What users do is, sometimes, what they want

Smart home technology adoption and adaption

‘When I use a word,’ Humpty Dumpty said, in rather a scornful tone, ‘it means just what I choose it to mean — neither more nor less.’

‘The question is,’ said Alice, ‘whether you can make words mean so many different things.’

‘The question is,’ said Humpty Dumpty, ‘which is to be master — that’s all.’

(Through the Looking Glass, by Lewis Carroll)

There are two kinds of technology users in the world: those who try to get exactly what they want from it, as a means to an end, to serve what they perceive to be a good and beneficial usage, and there are those who don’t. Only sometimes it seems to be that both kinds dwell inside the same user and in the same mode of usage. Smart home users make a good example for this.

For it is always an issue with the sort of technology that eventually becomes an integral part of our daily life routine, one with which we do whatever it is we do: should it specifically do what the user means for it to do or should it offer him one or many different new ways to do things? But when a technology of habit so to speak, enters into probably the most habitual place of them all, our home, “‘which is to be master” becomes more of an issue than ever.

To begin with, it would probably be very unwise of smart home providers to somewhat overlook, let alone not to take under any consideration at all, their potential user’s habits and preferences. We all are, in a sense, creatures of an accumulated set of small domestic habits and gestures, so assuming to know what is best for the Smart Home users or what will become their new habit of choice is bound to antagonize at least some of them. A well devised approach for being accepted into ones intimacy of a home could start with the famous phrase: “first do no harm”. A smart home system can and should offer new ways of doing things around the house, ways which will become new habits in time, but ought to do so without aiming to replace altogether the original usage patterns but rather by gradually adding new exciting possibilities to them while allowing the user to choose, pick and alter.

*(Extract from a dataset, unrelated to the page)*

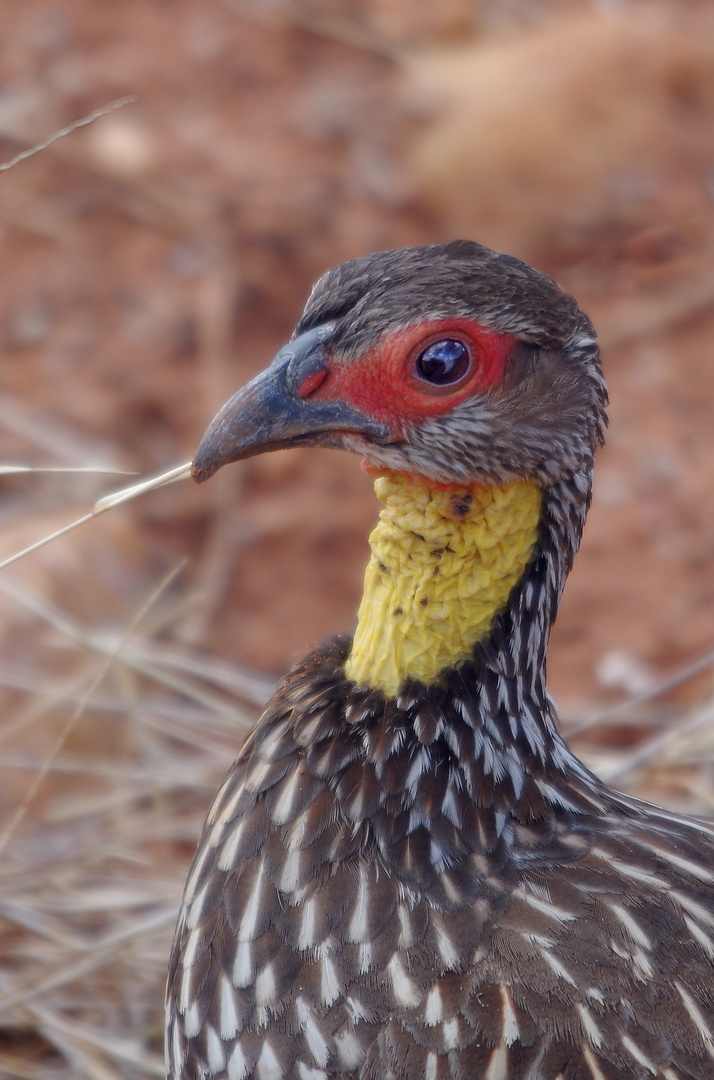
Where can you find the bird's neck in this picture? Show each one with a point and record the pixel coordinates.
(444, 563)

So what do users do when presented with a Smart Home system enabling them to control several basic functions of their houses? Based on anonymous usage data collected from a set of random houses in which Mindolife’s Smart Home System is installed, the following chart was created:

It depicts the amounts of the two main ways of changing the “state” for a couple of end devices, compared to each other: remotely from the app or physically. What catches the eye at first is the difference between end devices that changes their state on their own (such as sensors) and those who are changed manually either physically or remotely (such as light switches and shutters).

But when comparing the physical change of state to changing it remotely is where we see something quite interesting about users and their behavior and habits. When it comes to using the shutter for instance users usually use them as before – closing and opening them from the physical switch even though they also use them remotely. And the same goes with the Boiler (water heating system) where users do not switch entirely to operating it from afar, even though they can: old habits are hard to change, and why should they at all?

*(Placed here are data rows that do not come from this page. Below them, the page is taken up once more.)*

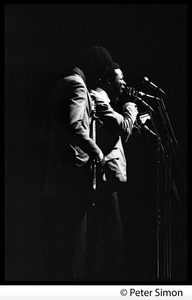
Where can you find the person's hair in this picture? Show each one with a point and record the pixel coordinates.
(111, 73)
(95, 62)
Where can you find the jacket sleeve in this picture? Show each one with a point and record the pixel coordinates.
(120, 124)
(72, 115)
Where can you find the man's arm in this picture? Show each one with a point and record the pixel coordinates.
(120, 124)
(69, 106)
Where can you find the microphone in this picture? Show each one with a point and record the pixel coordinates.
(154, 86)
(134, 93)
(141, 94)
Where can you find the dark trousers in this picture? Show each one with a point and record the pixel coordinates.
(104, 236)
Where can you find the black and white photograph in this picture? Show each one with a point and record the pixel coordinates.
(95, 144)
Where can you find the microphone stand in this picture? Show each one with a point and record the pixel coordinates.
(165, 185)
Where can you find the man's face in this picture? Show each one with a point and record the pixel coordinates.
(118, 82)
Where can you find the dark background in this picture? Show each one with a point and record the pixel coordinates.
(40, 42)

When it comes to the lights a surprising thing is to be noticed: a near draw between switching lights from the physical switch to remotely switching them. And the question is how come that the most habitual action of them all around the house – that of switching on and off the lights in a room upon being present in it – is done almost half the times from the app?

Well, one explanation could be that users have automated their lights to the extent where every light switching – from the physical switch – is now connected to another light switching operation which the user saw fit to form a connection between the two. Another explanation could be that the users just finds it plausible enough and even to be a great usage experience to switch lights on and off around the place from their smartphone app.

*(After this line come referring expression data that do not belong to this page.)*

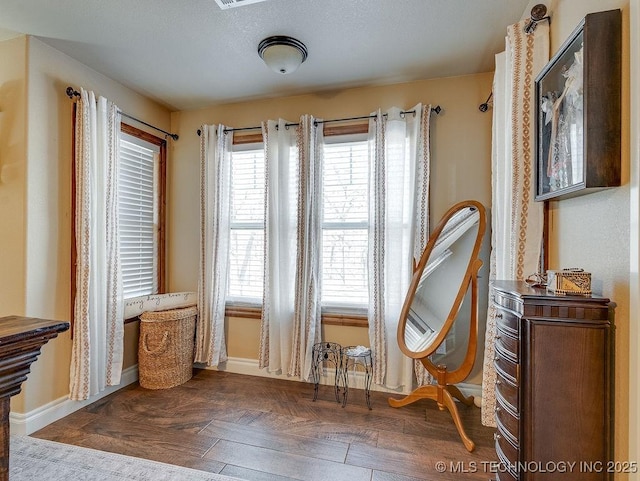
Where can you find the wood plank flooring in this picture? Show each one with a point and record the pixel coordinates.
(261, 429)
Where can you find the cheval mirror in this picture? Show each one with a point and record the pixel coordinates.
(444, 276)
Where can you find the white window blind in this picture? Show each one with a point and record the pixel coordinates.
(345, 207)
(138, 194)
(246, 252)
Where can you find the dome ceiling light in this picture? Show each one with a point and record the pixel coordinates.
(282, 54)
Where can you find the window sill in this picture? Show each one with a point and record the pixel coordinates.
(329, 319)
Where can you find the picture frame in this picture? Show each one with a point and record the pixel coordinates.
(578, 108)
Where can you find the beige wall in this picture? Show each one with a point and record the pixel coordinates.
(35, 196)
(592, 231)
(13, 166)
(461, 146)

At any rate, this comes to show that having control over one of the main features the ordinary house provides – be it as trivial as the lighting, or even because it is trivial – is very important to the users. That being said, we should now look on the other side of the matter and ask ourselves like Alice did: smart home system can be used in so many different ways and offer benefits that could – when applied – be endorsed by many who are still bound by their “not good as could be” habits. Maybe the user doesn’t know yet which features he might get and therefore cannot imagine his new potential needs?

One reasonable way of opening new ways for doing things and benefiting from the wide range of possibilities a smart home system can provide to the user, would be to provide a set of ready-made features that can be personalized for the user to choose from and alter getting the “smartness” as effortlessly as possible. Lights out scheme that the user can set the times and the lights participating in, different modes of operation such as “Power saving”, “Vacation”, “Away from home” and so on.

There is no bottom line here, no right or wrong approach. Any smart home system which will do “too much” or to “too less” will not be accepted by users. For it would seem very logical to have both Alice and Humpty Dumpty to be on the winning side of the argument by understanding that the question is how to make a Smart Home System that can do many new different things while still doing exactly what the user wants from it to do for him, probably more, but not less. Never assuming to have mastered what the users actually want or need.